Les pays de l'AES étant enclavés, les impacts économiques des augmentations tarifaires et de la perte de l'accès aux ports côtiers de Dakar, Cotonou, Abidjan, Tema et Lomé seront pires pour eux que pour leurs homologues de la CEDEAO. Par exemple, près de 60 % des exportations de légumes du Burkina Faso et 90 % de ses exportations d'animaux vivants sont destinées au Ghana et à la Côte d'Ivoire. Les oignons sont l'une des principales exportations du Niger, dont le Ghana, la Côte d'Ivoire et le Bénin constituent les principaux marchés d'exportation. Lorsque la Mauritanie a quitté la CEDEAO en 2000, les différences de tarifs et de règles commerciales qui en ont résulté ont alimenté la contrebande et la corruption qui ont servi de source de revenus aux groupes militants de la région.

L'insécurité alimentaire des populations vulnérables des pays de l'AES s'aggravera à son tour. Déjà, le coût d'un régime alimentaire nutritif quotidien dans ces trois pays est 110 % plus élevé que le salaire minimum journalier dans la région. Selon le Programme alimentaire mondial, le trio figure également parmi les points chauds de la faim dans le monde au début de 2025, avec 7,5 millions de personnes dans les trois pays actuellement classées comme étant en situation de crise, d'urgence ou de famine.

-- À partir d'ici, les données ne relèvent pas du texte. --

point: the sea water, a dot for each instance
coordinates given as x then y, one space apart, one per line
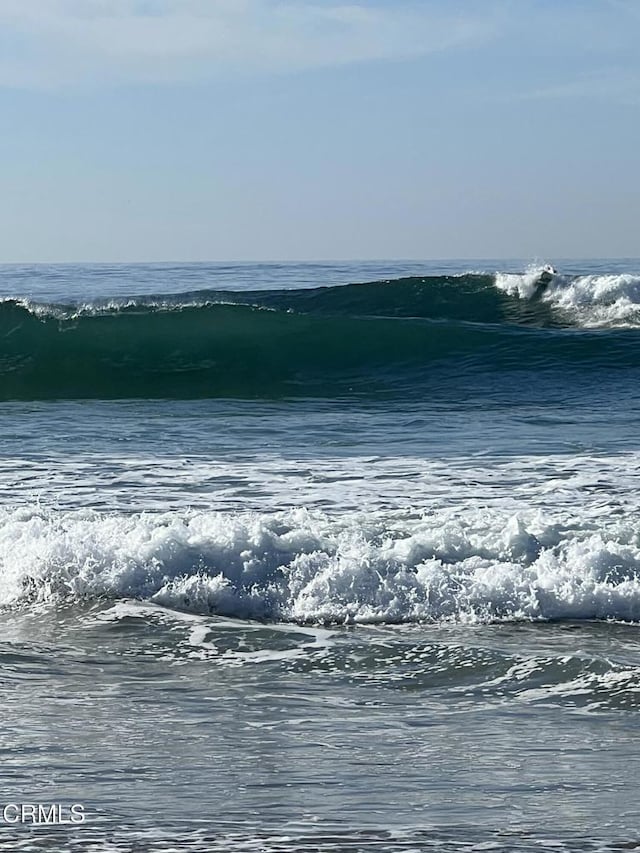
330 557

Depuis que la CEDEAO a créé une réserve régionale de sécurité alimentaire en 2013 pour mettre en commun les ressources céréalières des pays de la région afin de répondre aux crises alimentaires, les trois pays, ainsi que le Ghana et le Nigeria, ont été parmi les plus grands bénéficiaires de la réserve. Cependant, le Secrétariat de la CEDEAO a noté que leur accès à cette réserve prendra probablement fin en quittant le bloc.

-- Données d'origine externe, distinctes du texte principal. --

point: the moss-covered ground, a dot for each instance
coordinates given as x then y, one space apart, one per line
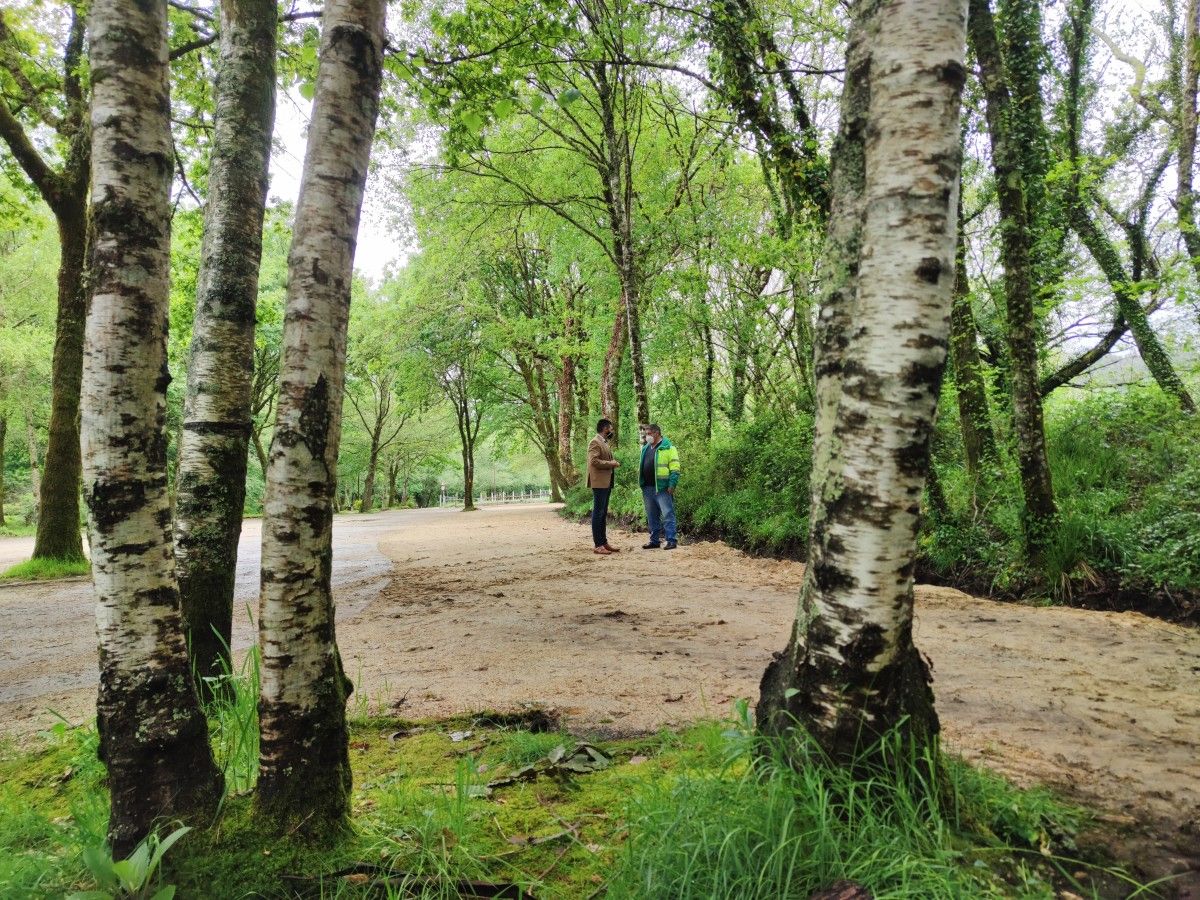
677 814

Il y a également des implications pour les transformateurs de produits alimentaires dans le Sahel, en particulier des impacts potentiels sur l'accès à l'électricité et aux matières premières agricoles. En effet, le Burkina Faso et le Niger importent la majorité de leur électricité de Côte d'Ivoire et du Nigeria, respectivement, et le trio AES risque d'être exclu du pool énergétique ouest-africain de la CEDEAO, qui vise à améliorer l'accès des membres au marché régional de l'électricité.

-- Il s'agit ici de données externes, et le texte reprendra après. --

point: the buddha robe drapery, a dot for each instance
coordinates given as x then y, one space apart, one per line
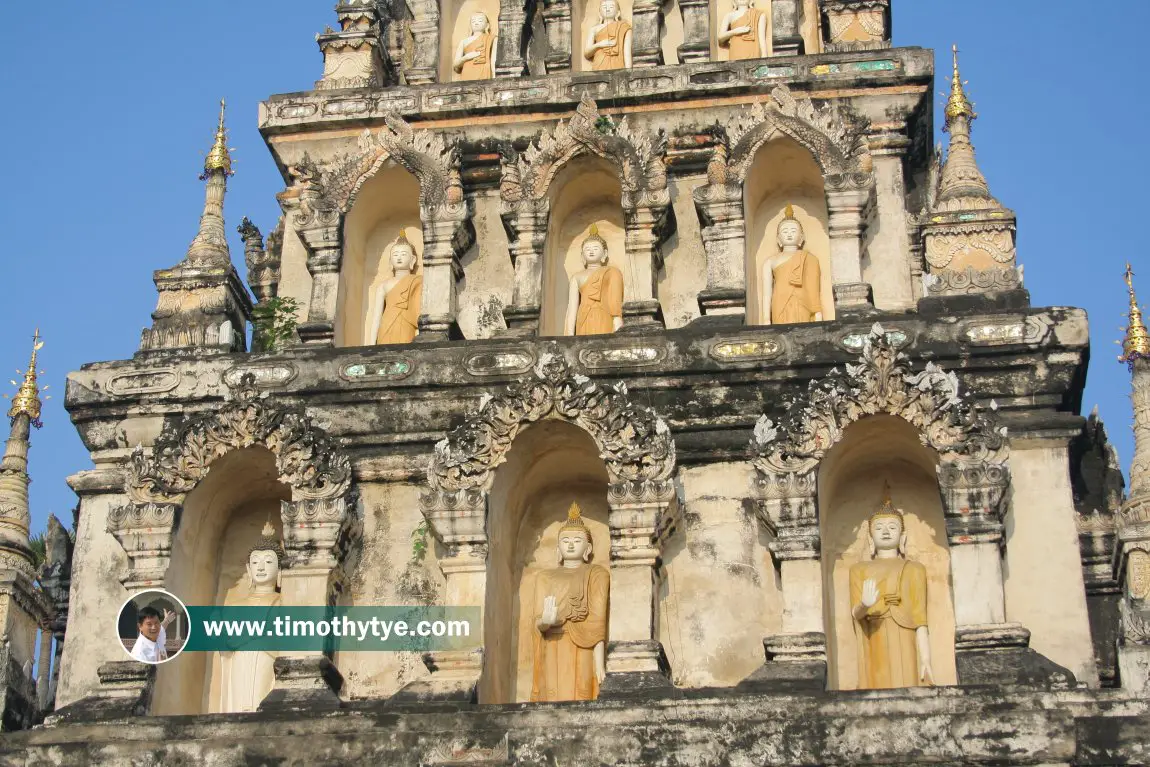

En outre, cette sortie posera des problèmes d'accès aux matières premières telles que la farine de blé et les huiles comestibles, dont une grande partie de la région a besoin pour être enrichie en fer, en vitamine A et en d'autres nutriments. Par exemple, en 2022, plus de 80 % des importations de farine de blé du Mali provenaient du Sénégal. De même, le Burkina Faso ne peut répondre à la demande de consommation d'huiles alimentaires en se basant uniquement sur sa production nationale, ce qui l'oblige à importer environ la moitié de son huile de palme de Côte d'Ivoire. En outre, l'alliance régionale ouest-africaine pour l'enrichissement des aliments à grande échelle, lancée l'année dernière, pourrait perdre une grande partie de son élan, étant donné qu'elle est supervisée par l'Organisation ouest-africaine de la santé (OOAS) de la CEDEAO, dont le siège se trouve au Burkina Faso. En effet, lors de son sommet extraordinaire de l'année dernière, la CEDEAO a prévu de devoir fermer et relocaliser sept agences régionales dans les trois pays, dont l'OOAS.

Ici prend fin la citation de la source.